Dr Bukhari, a surgical registrar who until recently worked in Cavan General Hospital, was given anonymity in the disciplinary proceedings against him which apply under the Medical Practitioners Act 2007 unless the High Court decided otherwise.
Medical Council
Those proceedings have yet to be heard, but in the meantime the court agreed last December not to suspend him, pending the disciplinary hearing, after he gave certain undertakings, including not to breach the road traffic laws. The anonymity order remained in place.
However, last July the Medical Council brought the case back to court after it learned he had driven again some eight weeks after the December undertakings, and while he was disqualified.

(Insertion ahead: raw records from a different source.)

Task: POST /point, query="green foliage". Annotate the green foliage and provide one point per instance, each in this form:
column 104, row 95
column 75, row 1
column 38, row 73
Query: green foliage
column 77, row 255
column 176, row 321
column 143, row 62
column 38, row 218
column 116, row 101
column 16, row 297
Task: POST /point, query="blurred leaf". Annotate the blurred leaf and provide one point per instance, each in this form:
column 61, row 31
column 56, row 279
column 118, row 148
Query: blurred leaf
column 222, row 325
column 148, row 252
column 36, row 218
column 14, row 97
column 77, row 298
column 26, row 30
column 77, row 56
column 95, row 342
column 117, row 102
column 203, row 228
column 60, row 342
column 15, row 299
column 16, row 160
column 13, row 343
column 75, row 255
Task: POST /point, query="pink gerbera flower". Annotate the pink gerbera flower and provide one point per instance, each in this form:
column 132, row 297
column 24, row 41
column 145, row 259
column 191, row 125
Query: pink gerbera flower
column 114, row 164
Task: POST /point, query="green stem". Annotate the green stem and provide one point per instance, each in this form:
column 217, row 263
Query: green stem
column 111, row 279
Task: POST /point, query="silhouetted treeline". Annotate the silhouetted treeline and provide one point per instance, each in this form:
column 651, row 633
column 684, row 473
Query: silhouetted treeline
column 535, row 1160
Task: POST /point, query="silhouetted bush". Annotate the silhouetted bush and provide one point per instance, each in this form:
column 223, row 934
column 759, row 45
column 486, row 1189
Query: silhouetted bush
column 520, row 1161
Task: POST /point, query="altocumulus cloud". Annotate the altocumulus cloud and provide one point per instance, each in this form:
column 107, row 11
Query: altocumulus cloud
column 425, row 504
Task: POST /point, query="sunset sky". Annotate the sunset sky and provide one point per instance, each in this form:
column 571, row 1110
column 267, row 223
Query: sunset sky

He had been given a five-month prison sentence for driving while suspended, which he appealed. The High Court agreed again not to suspend him on the basis of further undertakings.
An appeal against the severity of the five-month sentence, and another relating to offences in 2021 for possession of cannabis, using two false driving licences, and driving without insurance or a licence, were due for hearing in Cavan Circuit Court earlier this month.
However, he did not turn up in the Circuit Court. The appeals were adjourned to a future date.
On Wednesday, president of the High Court Mr Justice David Barniville, in a judgment, lifted the anonymity order in the disciplinary proceedings.
Hearings in public
He said further hearings can be conducted in public and Mediahuis and others were entitled to name and otherwise identify the doctor.
He agreed with Mediahuis that the Constitutional protection of the freedom of the press is a very important protection in a constitutional democracy and is an important factor to be weighed in the balance in an application like this.
Dr Bukhari also has very important Constitutional rights to his good name, reputation and his livelihood, he said.
But he did not accept an argument on his behalf that it was possible to separate out his right to a good name and reputation as a doctor from his right to a good name and reputation as a private citizen which he must weigh into the balance in deciding on this application.
Guilty plea
In drawing that balance, he had to take into account the fact that Dr Bukhari committed and pleaded guilty to several serious road traffic offences and Misuse of Drugs Act offences for which he has received periods of disqualification and sentences of five months imprisonment in May 2022 and April or June 2022, which are under appeal.
All those offences took place in public and were heard in open court, there were a number of newspaper reports of those proceedings, and it was inevitable that will seriously affect his reputation, he said.
Dr Bukhari accepted that it was a Sunday World article on September 4th last that caused him to lose a locum position, he said.
The judge said the doctor, when approached by a Sunday World reporter, said he hadn't been suspended, but he did not say that he was required, as part of his further undertakings last July to the High Court, to notify any prospective employer of the existence of the disciplinary complaint against him.
The judge said the court had only accepted his undertakings by the finest margin possible and not suspended him. Yet he did not volunteer this qualification in his comment to the newspaper reporter, he said.
The judge adjourned the disciplinary matter to next May and said he would reissue a judgment he gave last July with Dr Bukhari's name no longer redacted.